Different versions of texts—translations, quotations, paraphrases, and so forth—are important sources for scholars. Some texts have been lost in their original form and can be studied only through later translations, paraphrases, or fragmentary quotations. Even when an original survives, its later versions are often worth study, revealing as they do something of the genius or idiosyncrasies of those who translated or quoted the original, which in turn sheds light on how words, concepts, and works were preserved, altered, or combined across the generations and cultures who read and circulated the versions.
The comparison of versions of texts requires words, sentences, paragraphs, and other text segments to be aligned. Such alignment can be challenging. Some versions might be defective, or follow an idiosyncratic sequence. One editor may have chosen a segmentation system not easily applied to other versions. Identifying which words or phrases in a translation correspond to which words or phrases in the original might result in complex, overlapping spans. And even larger segments such as sentences and paragraphs may not line up well. Further, every version of a text is part of a much larger, complex history of text reuse, and a proper study of that context requires not only multiple versions of different works, but collaboration across projects and fields of study.
The Text Alignment Network (TAN) XML format facilitates the exchange and scholarly analysis of multiple versions of texts. TAN files adopt a syntax suitable for humans to read and edit, expressive enough to allow scholars to register doubt and nuance, and sufficiently structured to permit complex computer-based queries across independent datasets. The format is modular, with each module designed to allow an editor to focus on a single set of tasks without having to worry about other related but separable ones. The format encourages or requires editors to declare their views or assumptions about language and texts in a structured manner, so that other users of the data (both human and computer) can determine whether the data is suitable for their needs. Because nearly all TAN data must be expressed in way that computers can parse, the information can be used in semantic web applications.
TAN has been designed to support specific research desiderata such as the following:
I want to share the transcription of a particular version of a textual work. How do I encode it such that it is most likely to align with any other version of that text created by someone else?
I have an index of quotations I wish to make available. How do I encode it such that the data is semantically rich and can be applied to other, perhaps unknown versions of the same work?
How do I align multiple versions of a single work when those versions may not match very well, or when the reason for alignment may be vague or ambiguous?
How do I publish a word-for-word analysis of a source and its translation, when there may be messy overlapping or ambiguous relationships, and where I might need to express doubt or alternative possibilities of alignment?
How do I publish a dataset that lists passages in two or more works that share a common feature, such as verbatim text or a parallel topic?
How can I share my data with others, and notify or warn them when I make corrections or changes to the master version?
The last question is especially significant. As TAN files are published, there emerges a web of primary sources—a decentralized corpus of texts that "talk" to each other. As this TAN-compliant corpus expands across linguistic, chronological, and spatial boundaries, the interoperability of its parts allows the development of third-party tools and applications to expand the repertoire of research questions beyond any single corpus, to help scholars fruitfully investigate broader, comparative questions such as:
For classical Greek texts, how were words with the root -ιστημι ("stand") translated into ancient Latin?
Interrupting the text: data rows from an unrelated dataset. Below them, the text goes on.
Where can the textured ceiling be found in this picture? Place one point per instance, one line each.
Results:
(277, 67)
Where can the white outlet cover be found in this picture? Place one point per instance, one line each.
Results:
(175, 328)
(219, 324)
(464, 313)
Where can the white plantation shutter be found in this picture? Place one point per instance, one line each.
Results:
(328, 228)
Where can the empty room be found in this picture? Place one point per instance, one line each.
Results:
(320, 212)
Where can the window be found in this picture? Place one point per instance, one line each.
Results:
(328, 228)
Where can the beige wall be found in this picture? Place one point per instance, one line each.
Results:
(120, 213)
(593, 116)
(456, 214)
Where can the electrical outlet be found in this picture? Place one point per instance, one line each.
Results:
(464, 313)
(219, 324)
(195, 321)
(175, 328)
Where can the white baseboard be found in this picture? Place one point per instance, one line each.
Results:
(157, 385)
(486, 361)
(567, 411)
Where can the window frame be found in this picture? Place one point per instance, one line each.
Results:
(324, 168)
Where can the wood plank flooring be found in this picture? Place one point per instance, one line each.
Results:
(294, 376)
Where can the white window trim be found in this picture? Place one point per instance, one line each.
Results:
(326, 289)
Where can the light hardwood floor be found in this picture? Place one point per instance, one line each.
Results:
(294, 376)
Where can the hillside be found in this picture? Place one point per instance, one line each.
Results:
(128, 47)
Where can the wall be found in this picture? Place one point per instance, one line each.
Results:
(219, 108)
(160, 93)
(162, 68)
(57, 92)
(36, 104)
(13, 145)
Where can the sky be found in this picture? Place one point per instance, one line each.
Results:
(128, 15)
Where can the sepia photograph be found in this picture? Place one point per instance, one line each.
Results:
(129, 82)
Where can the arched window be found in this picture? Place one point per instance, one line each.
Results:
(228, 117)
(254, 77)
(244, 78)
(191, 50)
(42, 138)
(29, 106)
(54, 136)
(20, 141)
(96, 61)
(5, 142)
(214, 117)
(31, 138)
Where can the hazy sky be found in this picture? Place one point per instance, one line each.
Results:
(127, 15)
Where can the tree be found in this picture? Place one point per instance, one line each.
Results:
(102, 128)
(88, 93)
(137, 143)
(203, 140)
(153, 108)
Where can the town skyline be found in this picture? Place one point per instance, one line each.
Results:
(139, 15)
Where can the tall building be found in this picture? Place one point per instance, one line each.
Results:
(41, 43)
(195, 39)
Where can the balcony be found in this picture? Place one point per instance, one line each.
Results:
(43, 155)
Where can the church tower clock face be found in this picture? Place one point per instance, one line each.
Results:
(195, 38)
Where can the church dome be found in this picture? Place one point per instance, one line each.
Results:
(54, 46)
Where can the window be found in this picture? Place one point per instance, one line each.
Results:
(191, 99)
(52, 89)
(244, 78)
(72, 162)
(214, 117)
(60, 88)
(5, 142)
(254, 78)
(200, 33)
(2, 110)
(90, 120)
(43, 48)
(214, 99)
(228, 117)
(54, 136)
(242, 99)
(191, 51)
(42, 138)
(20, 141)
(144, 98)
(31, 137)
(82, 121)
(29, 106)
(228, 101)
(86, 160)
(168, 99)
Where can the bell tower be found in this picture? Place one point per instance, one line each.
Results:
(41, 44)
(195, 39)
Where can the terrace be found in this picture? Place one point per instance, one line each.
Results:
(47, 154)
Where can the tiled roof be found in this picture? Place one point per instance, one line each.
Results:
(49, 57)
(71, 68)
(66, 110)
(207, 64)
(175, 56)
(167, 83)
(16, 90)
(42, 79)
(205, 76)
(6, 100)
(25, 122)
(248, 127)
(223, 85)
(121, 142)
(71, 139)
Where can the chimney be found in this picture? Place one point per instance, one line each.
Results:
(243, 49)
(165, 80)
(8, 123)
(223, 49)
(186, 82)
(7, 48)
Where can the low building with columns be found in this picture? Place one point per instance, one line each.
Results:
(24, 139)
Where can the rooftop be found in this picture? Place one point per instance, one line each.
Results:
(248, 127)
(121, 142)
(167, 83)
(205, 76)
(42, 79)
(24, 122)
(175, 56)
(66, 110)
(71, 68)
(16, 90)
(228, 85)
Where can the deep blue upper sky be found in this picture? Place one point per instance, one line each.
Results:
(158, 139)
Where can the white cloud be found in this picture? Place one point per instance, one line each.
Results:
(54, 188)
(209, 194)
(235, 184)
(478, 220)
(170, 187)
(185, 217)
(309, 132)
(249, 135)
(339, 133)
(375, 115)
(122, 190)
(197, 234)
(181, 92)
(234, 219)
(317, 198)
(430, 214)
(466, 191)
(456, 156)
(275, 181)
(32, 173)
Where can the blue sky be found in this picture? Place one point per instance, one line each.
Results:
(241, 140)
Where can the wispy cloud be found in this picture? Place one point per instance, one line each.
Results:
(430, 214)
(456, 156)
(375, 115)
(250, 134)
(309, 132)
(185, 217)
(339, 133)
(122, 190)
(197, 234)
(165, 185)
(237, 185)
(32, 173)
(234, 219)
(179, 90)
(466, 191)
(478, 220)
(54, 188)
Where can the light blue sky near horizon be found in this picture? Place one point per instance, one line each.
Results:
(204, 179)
In what specific ways did the vocabulary of technical terms shift from pre-Christian translations into later, Christian ones?
How do the reformed Chinese translation technique of Sanskrit Buddhist texts, attested by Dao An (312-385 CE), compare to reforms in the seventh and eighth centuries of Syriac translations of Greek texts?
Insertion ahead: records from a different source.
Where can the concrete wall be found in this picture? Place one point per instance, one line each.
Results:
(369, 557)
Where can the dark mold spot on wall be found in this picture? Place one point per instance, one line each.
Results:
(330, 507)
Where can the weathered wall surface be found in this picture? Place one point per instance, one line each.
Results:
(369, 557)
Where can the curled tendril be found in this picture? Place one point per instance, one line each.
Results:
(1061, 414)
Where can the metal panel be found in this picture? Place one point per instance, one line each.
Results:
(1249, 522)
How do Arabic translations of Greek texts from the Abbasid period differ from those of Sanskrit?
Can an anonymous English translation of a modern French novel be identified with known translators of French novels from the same period?
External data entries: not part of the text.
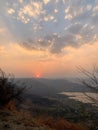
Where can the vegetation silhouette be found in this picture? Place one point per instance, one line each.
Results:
(9, 91)
(91, 81)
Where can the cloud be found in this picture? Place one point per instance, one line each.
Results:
(51, 25)
(32, 9)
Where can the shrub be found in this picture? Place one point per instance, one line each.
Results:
(9, 91)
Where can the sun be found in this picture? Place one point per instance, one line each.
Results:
(38, 75)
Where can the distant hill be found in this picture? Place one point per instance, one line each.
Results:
(50, 87)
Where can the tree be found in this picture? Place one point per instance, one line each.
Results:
(91, 81)
(9, 91)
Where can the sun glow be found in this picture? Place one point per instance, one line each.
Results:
(38, 75)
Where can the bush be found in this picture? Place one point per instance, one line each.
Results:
(9, 91)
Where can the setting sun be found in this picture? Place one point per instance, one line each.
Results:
(38, 75)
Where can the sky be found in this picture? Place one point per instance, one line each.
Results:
(48, 38)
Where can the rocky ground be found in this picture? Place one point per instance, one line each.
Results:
(19, 121)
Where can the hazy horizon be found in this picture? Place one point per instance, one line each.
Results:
(48, 38)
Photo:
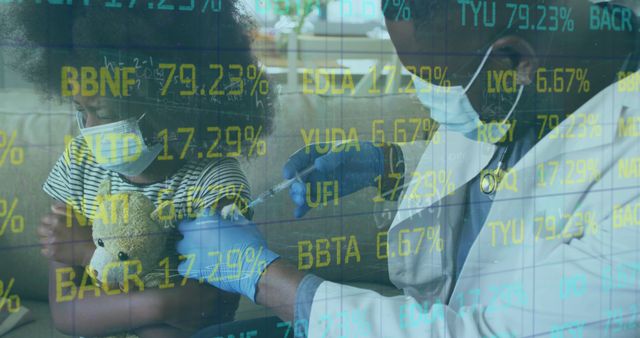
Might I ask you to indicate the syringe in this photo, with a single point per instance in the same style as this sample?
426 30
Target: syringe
279 187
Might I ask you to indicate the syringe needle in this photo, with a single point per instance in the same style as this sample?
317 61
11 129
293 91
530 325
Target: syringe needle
285 184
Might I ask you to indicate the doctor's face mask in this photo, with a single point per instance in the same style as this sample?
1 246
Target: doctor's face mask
450 105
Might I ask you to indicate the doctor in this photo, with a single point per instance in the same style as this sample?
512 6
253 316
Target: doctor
540 220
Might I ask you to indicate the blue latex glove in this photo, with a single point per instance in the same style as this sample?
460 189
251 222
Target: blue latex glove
230 255
353 167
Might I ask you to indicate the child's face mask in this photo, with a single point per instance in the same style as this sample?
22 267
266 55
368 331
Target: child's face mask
119 146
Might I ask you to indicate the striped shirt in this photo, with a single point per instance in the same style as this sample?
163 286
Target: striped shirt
76 176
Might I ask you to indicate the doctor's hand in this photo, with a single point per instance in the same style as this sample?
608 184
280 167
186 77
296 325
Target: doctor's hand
355 165
230 255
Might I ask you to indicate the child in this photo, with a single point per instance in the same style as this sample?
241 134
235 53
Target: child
163 108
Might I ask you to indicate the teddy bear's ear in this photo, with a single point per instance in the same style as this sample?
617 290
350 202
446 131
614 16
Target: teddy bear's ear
164 214
105 188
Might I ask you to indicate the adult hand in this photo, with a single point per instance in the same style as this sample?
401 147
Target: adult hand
230 255
355 165
70 244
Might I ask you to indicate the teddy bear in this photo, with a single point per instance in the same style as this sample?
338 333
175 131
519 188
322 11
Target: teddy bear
135 241
135 245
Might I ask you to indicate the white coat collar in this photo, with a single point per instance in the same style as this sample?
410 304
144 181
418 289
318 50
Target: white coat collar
604 109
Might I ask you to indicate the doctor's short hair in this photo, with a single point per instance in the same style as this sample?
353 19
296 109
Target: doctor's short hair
208 48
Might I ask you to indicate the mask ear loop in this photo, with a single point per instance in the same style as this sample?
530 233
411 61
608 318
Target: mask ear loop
475 76
515 104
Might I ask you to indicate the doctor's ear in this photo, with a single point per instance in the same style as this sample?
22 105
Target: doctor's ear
523 57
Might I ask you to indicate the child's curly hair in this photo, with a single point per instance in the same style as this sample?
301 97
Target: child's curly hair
45 37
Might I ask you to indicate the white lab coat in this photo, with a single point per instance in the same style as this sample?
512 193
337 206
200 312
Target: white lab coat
546 277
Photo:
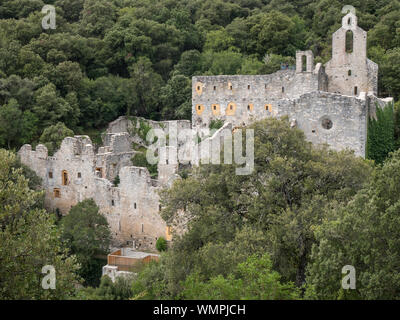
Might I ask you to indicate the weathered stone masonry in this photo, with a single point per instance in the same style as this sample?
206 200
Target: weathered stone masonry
329 103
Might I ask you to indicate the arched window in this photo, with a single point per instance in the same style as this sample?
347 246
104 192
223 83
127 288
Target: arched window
304 63
349 41
64 176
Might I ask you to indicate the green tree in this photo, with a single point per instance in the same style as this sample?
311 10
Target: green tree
253 280
10 124
53 136
381 135
29 240
363 233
How do present-day translations of official United Nations documents differ across languages?
Optimism that TAN could be used to address such research questions should be tempered:
Although TAN comes with an extensive library of functions and templates, it is not a tool per se. It does not provide software or applications to create, edit, or display TAN-compliant files, nor does it dictate the behavior of such tools.
TAN does not on its own create alignments or answer research questions. It merely lays a framework within which such questions can be investigated.
TAN has a restricted field of inquiry (defined and explained in these guidelines). The format is not suitable for many lines of iniquiry, e.g., reconstructing the format of an original book or article.
TAN is just one of many formats for texts. It supplements, and does not replace, other common markup formats such as TEI, Docbook, and so forth, or other alignment formats such as XLIFF or TMX. Conversion to and from TAN to these formats is usually straightforward, but may not be lossless, and should be given some thoughtful planning.
TAN has not been designed to prioritize computational efficiency. It sacrifices repetition and explicitness in favor of terseness and human readability. The extensive TAN validation routines—essential to aiding interoperability—can be taxing to run on numerous or enormous files. This choice has been made upon the principle that users of the format prioritize quality and readibility over speed.